CONTEXT: The 1998 Master Settlement Agreement (MSA) restricted tobacco industry advertising practices that targeted teens.
OBJECTIVE: To assess whether cigarette-advertising campaigns conducted after the MSA continue to influence smoking among adolescents.
DESIGN, SETTING, AND PARTICIPANTS: Participants were a national longitudinal cohort of 1036 adolescents (baseline age: 10–13 years) enrolled in a parenting study. Between 2003 and 2008, 5 sequential telephone interviews were conducted, including the participant's report of brand of “favorite” cigarette advertisement. The fifth interview was conducted after the start of RJ Reynolds' innovative “Camel No. 9” advertising campaign in 2007. Smoking outcome reported from the fifth survey.
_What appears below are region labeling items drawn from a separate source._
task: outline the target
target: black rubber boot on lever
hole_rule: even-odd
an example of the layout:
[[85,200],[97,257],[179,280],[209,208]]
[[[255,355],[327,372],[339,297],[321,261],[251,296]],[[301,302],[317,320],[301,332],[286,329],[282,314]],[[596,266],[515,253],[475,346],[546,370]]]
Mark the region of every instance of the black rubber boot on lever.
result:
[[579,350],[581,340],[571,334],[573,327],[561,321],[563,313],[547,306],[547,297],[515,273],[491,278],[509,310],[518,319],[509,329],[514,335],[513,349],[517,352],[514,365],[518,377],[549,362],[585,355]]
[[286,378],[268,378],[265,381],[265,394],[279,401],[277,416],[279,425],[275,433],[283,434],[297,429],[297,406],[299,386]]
RESULTS: The response rate through the fifth survey was 71.8%. Teenagers who reported any favorite cigarette ad at baseline (mean age: 11.7 years) were 50% more likely to have smoked by the fifth interview (adjusted odds ratio: 1.5 [95% confidence interval: 1.0–2.3]). For boys, the proportion with a favorite ad was stable across all 5 surveys, as it was for girls across the first 4 surveys. However, after the start of the Camel No. 9 advertising campaign, the proportion of girls who reported a favorite ad increased by 10 percentage points, to 44%. The Camel brand accounted almost entirely for this increase, and the proportion of each gender that nominated the Marlboro brand remained relatively stable.
CONCLUSIONS: After the MSA, adolescents continued to be responsive to cigarette advertising, and those who were responsive were more likely to start smoking. Recent RJ Reynolds advertising may be effectively targeting adolescent girls.
WHAT'S KNOWN ON THIS SUBJECT:
A body of research in the 1990s demonstrated that innovative marketing campaigns for cigarette brands had effectively encouraged adolescents to start smoking. The public health response included the 1998 MSA, which restricted tobacco marketing to underaged youth.
WHAT THIS STUDY ADDS:
This national cohort entered adolescence years after the provisions of the MSA went into effect. However, the 2007 Camel No. 9 campaign was effective in encouraging young girls to start smoking.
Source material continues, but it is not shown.